Machine learning based prediction and optimization of mechanical performance in 3D printed continuous carbon fiber reinforced onyx composites
摘要
Three-dimensional (3D) printing is an emerging manufacturing method for developing lightweight and high-strength composite components useful in many industrial sectors. This study investigates the mechanical properties of continuous carbon fiber reinforced Onyx composites manufactured using a Markforged Mark Two 3D Printer. Design of Experiments (DOE) is applied to estimate the combined influence of fill density, roof layer thickness, wall thickness and added fiber thickness on the tensile strength, elongation and Shore-D hardness of the 3D printed specimens. Tensile strength samples were prepared as per ASTM D638 and tested under controlled loading conditions. The hardness measurements were conducted on 3D printed specimens using a Shore-D durometer. The results evidence show that fiber thickness and fill density were the higher influential parameters on tensile strength. However, increased fiber reinforcement enhanced stiffness and surface hardness up to an optimum level. Polynomial Regression, Gaussian Process Regression (GPR), Support Vector Regression, Random Forest and Gradient Boosting Machine Learning (ML) models were developed using the DOE values to interpret nonlinear interactions between process parameters. Among these, the GPR model exhibited the most consistent prediction performance and was used for response surface analysis and multi-response optimization. The optimized parameter values (40% infill, 1.25 mm roof, 6 mm wall and 3.5 mm fiber addition) provided simultaneous improvement in strength, ductility and hardness.
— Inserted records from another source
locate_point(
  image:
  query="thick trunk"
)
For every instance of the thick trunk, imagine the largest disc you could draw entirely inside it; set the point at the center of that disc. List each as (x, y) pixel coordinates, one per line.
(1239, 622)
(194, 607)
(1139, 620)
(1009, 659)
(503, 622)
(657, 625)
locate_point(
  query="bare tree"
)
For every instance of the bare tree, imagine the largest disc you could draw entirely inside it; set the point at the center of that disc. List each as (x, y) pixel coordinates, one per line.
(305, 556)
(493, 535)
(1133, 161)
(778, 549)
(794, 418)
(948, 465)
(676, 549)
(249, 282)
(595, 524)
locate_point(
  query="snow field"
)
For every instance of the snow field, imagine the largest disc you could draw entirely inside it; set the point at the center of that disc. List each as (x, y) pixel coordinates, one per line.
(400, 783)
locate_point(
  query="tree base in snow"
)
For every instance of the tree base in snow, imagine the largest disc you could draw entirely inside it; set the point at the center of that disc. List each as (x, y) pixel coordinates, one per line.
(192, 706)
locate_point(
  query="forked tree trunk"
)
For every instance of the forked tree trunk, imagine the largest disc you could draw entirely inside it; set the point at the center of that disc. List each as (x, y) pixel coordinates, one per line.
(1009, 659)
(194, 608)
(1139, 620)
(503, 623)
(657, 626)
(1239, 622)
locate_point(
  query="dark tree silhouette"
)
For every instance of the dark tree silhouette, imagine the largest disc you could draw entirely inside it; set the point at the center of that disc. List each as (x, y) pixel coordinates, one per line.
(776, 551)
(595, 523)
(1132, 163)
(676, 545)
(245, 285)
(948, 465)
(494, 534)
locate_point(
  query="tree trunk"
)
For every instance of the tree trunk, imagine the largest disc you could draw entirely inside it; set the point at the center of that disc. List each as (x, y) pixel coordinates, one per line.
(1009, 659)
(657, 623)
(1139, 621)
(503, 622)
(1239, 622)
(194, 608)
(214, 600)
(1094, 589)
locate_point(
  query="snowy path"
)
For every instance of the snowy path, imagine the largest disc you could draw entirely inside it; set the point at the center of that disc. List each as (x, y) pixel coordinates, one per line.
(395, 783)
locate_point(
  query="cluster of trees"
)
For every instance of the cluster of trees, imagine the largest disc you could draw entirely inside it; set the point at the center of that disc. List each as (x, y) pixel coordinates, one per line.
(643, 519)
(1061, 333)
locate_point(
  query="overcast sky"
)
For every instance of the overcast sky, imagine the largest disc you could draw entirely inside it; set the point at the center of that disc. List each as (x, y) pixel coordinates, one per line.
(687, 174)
The predicted results exhibited good correlation with experimental observations, confirming the reliability of the developed models. Further, Scanning Electron Microscopy (SEM) analysis revealed improved fiber–matrix bonding, reduced void content and better interlayer fusion in the optimized samples, supporting the observed mechanical behaviour. The integration of experimental evaluation with ML based modelling offers a potential pathway for parameter optimization within the studied material system and process conditions.